For new graduates, the same AI coding automation that streamlines development also compresses traditional career ladders. Entry-level tasks such as boilerplate implementation, simple bug fixes, and routine refactors are exactly the work AI tools can handle. That raises clear risks of developer career disruption, especially for roles built around repetitive coding rather than product ownership. Yet it also changes the skill mix employers value. As Sam Altman has noted, investors are increasingly ready to fund founders who "just really deeply understand their users and can't code at all." Technical excellence still matters, but human strengths like problem selection, domain insight, and customer empathy become more central. For young developers, this means that staying relevant is less about typing faster and more about learning to define problems, frame specifications for agents, and communicate trade-offs across engineering, design, and business.
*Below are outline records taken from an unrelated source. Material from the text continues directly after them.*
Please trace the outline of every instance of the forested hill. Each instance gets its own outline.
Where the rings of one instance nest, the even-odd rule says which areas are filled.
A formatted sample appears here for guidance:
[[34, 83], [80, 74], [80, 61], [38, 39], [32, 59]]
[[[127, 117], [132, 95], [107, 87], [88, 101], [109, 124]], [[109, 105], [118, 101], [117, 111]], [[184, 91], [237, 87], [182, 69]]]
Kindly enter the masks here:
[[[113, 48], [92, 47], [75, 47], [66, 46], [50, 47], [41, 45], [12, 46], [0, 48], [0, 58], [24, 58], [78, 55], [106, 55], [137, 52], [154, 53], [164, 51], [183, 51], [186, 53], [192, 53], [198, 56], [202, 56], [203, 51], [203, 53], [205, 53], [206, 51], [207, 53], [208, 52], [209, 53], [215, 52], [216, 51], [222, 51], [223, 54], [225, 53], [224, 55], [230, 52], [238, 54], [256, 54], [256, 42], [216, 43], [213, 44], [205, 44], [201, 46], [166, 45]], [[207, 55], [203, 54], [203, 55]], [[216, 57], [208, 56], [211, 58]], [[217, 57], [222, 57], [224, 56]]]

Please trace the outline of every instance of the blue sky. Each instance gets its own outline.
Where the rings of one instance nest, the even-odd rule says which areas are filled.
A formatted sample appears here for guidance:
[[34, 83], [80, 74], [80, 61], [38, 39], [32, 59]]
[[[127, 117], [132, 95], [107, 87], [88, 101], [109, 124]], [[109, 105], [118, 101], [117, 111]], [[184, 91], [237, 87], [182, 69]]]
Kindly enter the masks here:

Lower Barriers: Building Startups with AI Coding Agents

Cherny’s advice to 22-year-old computer science graduates is blunt: if you have any entrepreneurial instinct, consider founding a startup. Tools such as Claude Code allow a tiny team—or even a solo founder—to build and scale products that once required large engineering organizations. When Cherny spoke to a recent batch of Y Combinator founders, about half raised their hands when he asked who lets Claude Code write 100% of their code, while only one person said they do not use the model at all. That spread shows how widely AI coding automation is already embedded in cutting-edge startups. Fewer engineers are needed to produce a working product, so startup opportunities developers once deferred for years now seem feasible directly after graduation. The limiting factors shift from headcount and funding to clarity of vision and speed of iteration.

Winners, Losers, and the New Founder Career Path

As AI spreads through software teams, the impact will be uneven. Mid-level roles focused on routine implementation may shrink, while engineers who can design systems, supervise agents, and own outcomes gain influence. Specialists in legacy stacks or narrow maintenance work could see demand fall, even as product-minded developers and non-coders who learn to work with AI agents rise. Career paths tilt away from long individual contributor ladders and toward hybrid roles—engineer-founder, product-builder, or domain expert directing a small AI-augmented team. For early-career professionals, the safest bet is not clinging to a job title but cultivating skills that transfer across this spectrum: problem discovery, clear specification writing, code review judgment, and user-focused experimentation. Those who adapt can treat this period not as the end of software engineering, but as the opening chapter of a broader, founder-friendly era of software creation.

Comments
Say Something...
No comments yet. Be the first to share your thoughts!